The advice about working in a hospital as a CNA is a good one - but ONLY IF YOU WORK IN THE UNIT YOU WANT TO GET HIRED IN. Seriously. I put that in all caps because I wish someone had told me that. People say if you work in a facility you're "in," but if you want something competitive like critical care it's just not true. The fact is a lot of your classmates or new grad competition may work on the unit you want to work on, and the department director will hire them over you because he/she already knows them. This happened to me. Worked at a hospital that had a 15-spot critical care residency, which is what I wanted, but I did not work on a critical care floor. 30 of my 90 classmates also worked for this hospital, several in critical care. The classmates who worked in critical care got the job and I did not, and then my hospital pulled new grads who worked critical care at OTHER hospitals before they pulled current employees. So, just saying - working at a facility will not necessarily help you get a job unless you want a job on your CURRENT unit because the people doing the hiring are not the same across different departments!

I did end up finding a job. I found a critical care residency in the middle of nowhere at a decent-sized hospital. I was applying everywhere in a four state radius - VA, NC, SC, and GA. I've heard it's easier to get jobs in the South that the far west or north, so don't be afraid to try in the South. I drove nine hours for the interview - which set the stage for it to go well because I think they were impressed I was willing to drive that far. And then they asked me why I applied there, and I told them I was passionate about critical care and I would do whatever it took to land my dream job in a MSICU. Apparently it worked. :) Try to find a hospital in a SMALL, INCONVENIENT place - major destinations like Charleston, NYC, etc. are way too competitive. Think of somewhere you'd never want to live in a million years and apply there - honestly, no one else wants to live there either and you will probably get the job! I used wikipedia to look for all hospitals in a state and looked at the websites for all of them bigger than 200 beds to find places to apply.
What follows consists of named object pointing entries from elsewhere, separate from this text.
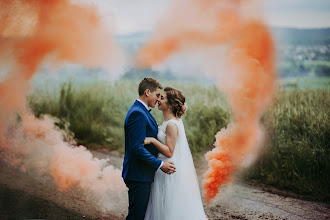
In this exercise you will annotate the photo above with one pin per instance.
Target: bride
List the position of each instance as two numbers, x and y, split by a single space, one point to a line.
175 196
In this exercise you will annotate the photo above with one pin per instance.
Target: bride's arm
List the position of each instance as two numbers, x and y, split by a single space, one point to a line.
171 136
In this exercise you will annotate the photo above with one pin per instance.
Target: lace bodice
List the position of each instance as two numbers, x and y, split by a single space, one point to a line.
162 135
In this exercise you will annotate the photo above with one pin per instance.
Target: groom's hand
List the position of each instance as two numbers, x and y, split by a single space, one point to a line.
168 167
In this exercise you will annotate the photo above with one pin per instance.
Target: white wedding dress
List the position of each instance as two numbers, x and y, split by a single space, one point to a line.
176 196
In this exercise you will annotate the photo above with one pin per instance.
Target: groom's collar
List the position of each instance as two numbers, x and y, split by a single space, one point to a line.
144 104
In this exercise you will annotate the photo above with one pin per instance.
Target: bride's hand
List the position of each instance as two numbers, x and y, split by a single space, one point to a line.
148 140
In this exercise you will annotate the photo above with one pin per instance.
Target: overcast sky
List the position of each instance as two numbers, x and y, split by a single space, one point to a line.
141 15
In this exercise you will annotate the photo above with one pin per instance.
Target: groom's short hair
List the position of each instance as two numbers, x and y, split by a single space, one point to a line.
149 83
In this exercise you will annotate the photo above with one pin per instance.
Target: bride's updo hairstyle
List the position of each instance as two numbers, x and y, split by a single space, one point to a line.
176 100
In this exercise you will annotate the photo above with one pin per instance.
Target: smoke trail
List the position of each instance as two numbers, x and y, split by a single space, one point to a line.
32 31
247 75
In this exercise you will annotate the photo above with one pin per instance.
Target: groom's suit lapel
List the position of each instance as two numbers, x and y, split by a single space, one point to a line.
147 112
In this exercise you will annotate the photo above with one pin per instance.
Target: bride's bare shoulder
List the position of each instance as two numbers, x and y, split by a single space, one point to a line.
172 129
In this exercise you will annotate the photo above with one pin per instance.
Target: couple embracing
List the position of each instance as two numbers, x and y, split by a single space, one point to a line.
158 168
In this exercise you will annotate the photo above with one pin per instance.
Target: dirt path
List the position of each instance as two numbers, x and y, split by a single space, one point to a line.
23 197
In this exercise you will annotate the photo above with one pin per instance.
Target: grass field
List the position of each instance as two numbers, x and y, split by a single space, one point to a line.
297 155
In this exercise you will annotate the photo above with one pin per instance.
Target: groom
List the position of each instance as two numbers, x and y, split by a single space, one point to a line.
140 162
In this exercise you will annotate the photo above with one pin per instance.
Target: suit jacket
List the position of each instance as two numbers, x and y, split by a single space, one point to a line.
140 162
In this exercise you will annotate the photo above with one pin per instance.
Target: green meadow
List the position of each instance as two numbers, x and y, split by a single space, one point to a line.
296 152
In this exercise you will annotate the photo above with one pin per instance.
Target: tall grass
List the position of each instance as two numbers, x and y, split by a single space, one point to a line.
298 149
297 155
96 112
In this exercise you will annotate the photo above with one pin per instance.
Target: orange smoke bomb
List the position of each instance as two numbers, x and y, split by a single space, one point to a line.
249 71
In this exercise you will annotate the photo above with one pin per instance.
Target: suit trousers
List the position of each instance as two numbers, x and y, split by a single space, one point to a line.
138 197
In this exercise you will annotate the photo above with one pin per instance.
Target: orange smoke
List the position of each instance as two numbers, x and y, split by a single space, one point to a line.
31 32
249 66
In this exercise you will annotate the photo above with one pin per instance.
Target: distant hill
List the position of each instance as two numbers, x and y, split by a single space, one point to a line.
283 36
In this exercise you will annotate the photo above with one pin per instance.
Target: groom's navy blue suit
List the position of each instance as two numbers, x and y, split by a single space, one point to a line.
140 162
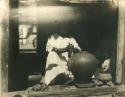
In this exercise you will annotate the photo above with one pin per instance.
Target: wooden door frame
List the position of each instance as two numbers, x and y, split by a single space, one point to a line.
120 72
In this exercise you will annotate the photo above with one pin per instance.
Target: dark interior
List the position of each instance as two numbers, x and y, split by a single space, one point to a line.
94 26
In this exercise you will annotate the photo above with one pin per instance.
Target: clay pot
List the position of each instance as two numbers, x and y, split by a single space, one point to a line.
83 65
34 78
104 77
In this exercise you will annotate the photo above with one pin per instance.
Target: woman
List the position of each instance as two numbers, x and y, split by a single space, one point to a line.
59 48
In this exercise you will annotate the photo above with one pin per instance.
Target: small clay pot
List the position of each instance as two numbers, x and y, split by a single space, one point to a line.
104 77
35 77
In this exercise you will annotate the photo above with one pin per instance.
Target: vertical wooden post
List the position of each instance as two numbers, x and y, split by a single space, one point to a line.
120 42
4 40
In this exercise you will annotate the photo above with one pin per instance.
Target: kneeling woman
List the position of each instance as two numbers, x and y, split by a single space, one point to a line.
60 48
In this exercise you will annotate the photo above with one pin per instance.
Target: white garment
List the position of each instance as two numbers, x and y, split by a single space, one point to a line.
54 58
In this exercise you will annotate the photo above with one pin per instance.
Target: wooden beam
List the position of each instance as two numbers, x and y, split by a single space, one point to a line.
120 42
75 91
4 18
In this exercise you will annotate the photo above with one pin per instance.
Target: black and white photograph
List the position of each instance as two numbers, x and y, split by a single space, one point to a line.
62 48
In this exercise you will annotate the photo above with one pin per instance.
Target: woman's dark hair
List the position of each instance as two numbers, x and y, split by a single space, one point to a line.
63 34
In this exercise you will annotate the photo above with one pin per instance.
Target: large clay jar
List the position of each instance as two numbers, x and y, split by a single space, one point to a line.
83 65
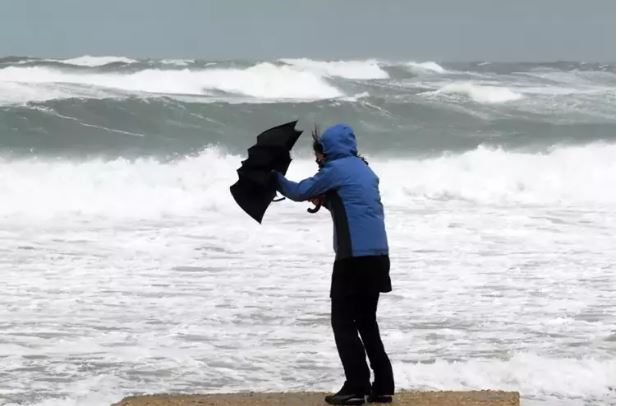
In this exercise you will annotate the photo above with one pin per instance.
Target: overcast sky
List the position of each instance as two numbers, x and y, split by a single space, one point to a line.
440 30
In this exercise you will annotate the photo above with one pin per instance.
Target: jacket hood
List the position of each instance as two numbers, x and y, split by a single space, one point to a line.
339 141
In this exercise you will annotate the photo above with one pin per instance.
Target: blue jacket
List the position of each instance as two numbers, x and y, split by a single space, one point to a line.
352 195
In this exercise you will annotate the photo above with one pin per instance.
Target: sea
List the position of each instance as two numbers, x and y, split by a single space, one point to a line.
126 267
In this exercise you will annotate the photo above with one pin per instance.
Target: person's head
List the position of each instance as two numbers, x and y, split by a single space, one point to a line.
318 149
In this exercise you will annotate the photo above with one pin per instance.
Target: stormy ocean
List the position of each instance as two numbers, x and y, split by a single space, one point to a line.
126 267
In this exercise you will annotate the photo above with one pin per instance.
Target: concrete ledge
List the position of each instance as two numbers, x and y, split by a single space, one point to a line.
446 398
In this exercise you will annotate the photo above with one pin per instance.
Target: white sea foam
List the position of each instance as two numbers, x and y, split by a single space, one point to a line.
264 81
425 67
92 61
368 69
481 93
150 189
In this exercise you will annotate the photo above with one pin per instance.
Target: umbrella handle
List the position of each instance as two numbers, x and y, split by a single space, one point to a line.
315 209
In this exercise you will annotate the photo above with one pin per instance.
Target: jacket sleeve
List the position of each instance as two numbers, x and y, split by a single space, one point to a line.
319 183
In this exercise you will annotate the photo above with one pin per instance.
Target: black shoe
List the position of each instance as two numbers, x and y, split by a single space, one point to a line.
375 398
346 397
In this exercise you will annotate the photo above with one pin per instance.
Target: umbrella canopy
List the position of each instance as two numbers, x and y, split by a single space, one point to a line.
255 188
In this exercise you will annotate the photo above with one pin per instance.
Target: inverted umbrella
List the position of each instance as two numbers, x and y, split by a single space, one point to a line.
256 188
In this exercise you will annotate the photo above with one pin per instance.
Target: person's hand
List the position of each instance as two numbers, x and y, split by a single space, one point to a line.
317 200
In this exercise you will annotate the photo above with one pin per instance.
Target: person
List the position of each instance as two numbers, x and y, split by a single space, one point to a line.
348 188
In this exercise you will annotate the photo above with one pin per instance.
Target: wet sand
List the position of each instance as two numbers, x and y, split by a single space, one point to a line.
446 398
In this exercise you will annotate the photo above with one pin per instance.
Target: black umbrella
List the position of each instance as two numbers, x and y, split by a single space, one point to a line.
255 188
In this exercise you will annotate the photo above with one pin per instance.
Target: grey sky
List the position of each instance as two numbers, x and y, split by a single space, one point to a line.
441 30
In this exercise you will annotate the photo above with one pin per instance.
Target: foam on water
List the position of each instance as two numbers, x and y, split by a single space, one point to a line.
481 93
565 176
369 69
425 67
91 61
264 81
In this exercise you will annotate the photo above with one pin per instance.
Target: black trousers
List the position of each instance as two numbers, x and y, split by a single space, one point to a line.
353 318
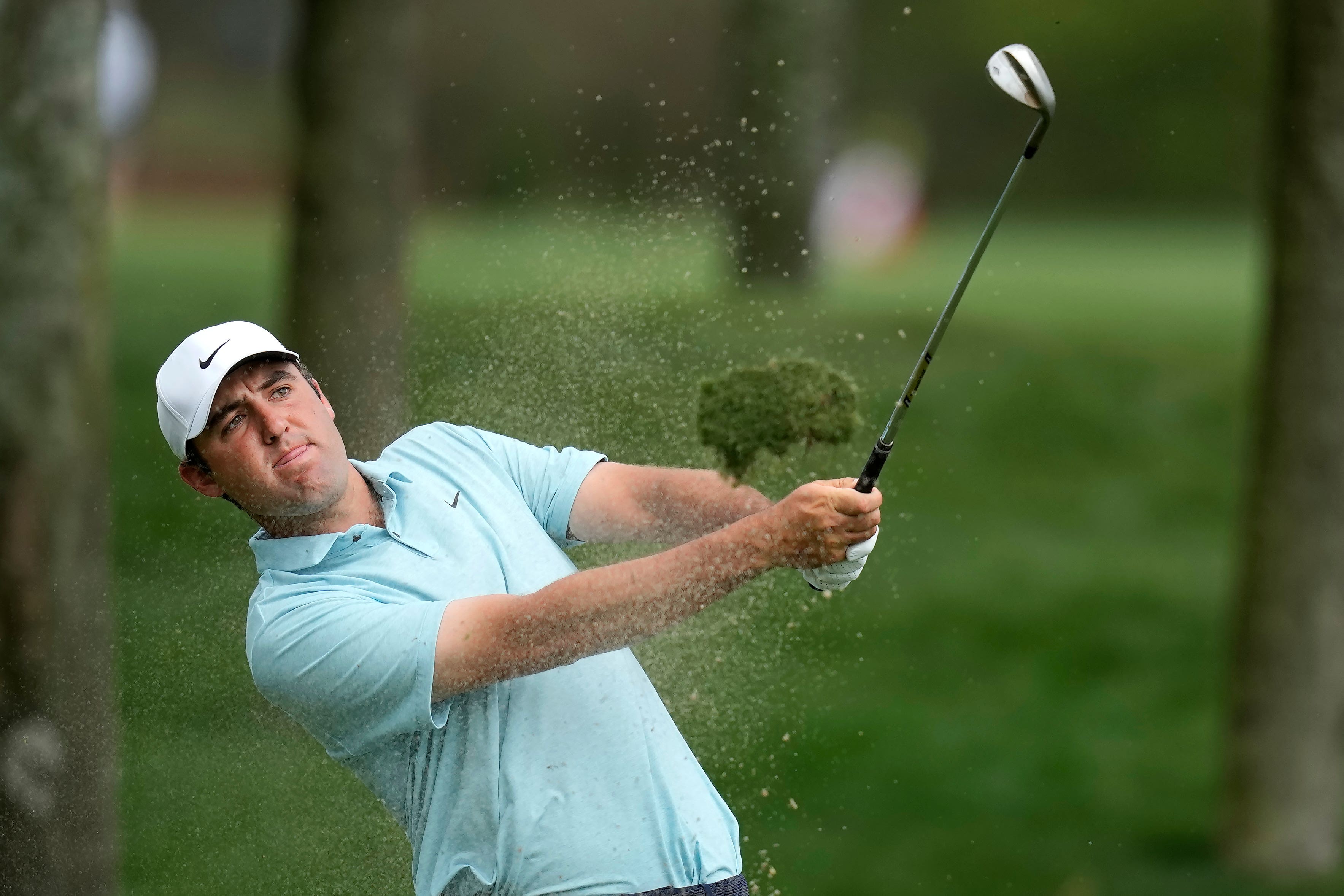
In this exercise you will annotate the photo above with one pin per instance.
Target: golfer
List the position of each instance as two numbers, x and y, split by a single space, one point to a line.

I figured anything smaller probably wouldn't give me good ICU experience.

Specializes in School nursing.

I don't have a hospital job, so not sure if this is helpful, but...

I landed my first per diem job as a substitute school nurse in a very diverse and super busy urban school district one month after being licensed. I worked pretty full-time for a couple of months to fill in for a nurse on medical leave and I got this job through someone I knew. However, it was not through any medical/school connections but through my musician husband whose piano student was a teacher in that school district and passed my resume to nurse that hires/oversees the nurses in that district!

I fell in love with school nursing (always loved community) and started applying for jobs. I am a second degree nurse with 7 years experience in higher education administration so that was a huge help in looking for a school nurse job; with that experience and my sub experience I landed a full-time school nursing job three months after being licensed.

I know a few classmates that have landed full-time med-surg hospital job three months or less after being licensed (and I'm in the Boston area, tough place to get a job as a new grad - there are tons of new grads looking). However, I will admit that every one of them had a connection through school or family to get their resume in the door; one really connected with the nurse manager on the floor she precepted and got hired per-diem right after she was licensed, two others had aunts that were nurses that pushed their resume through the typical HR filter and one was working as an admin in a ER and when she was licensed was hired there on a med-surg floor.

One thing I can say is don't give up! It is easy to get frustrated. Sometimes a connection through a volunteer experience can be good. Another friend volunteered with me at the Marathon and chatted up a physican working with us and she is helping her get shadowing experiences and passing her resume along.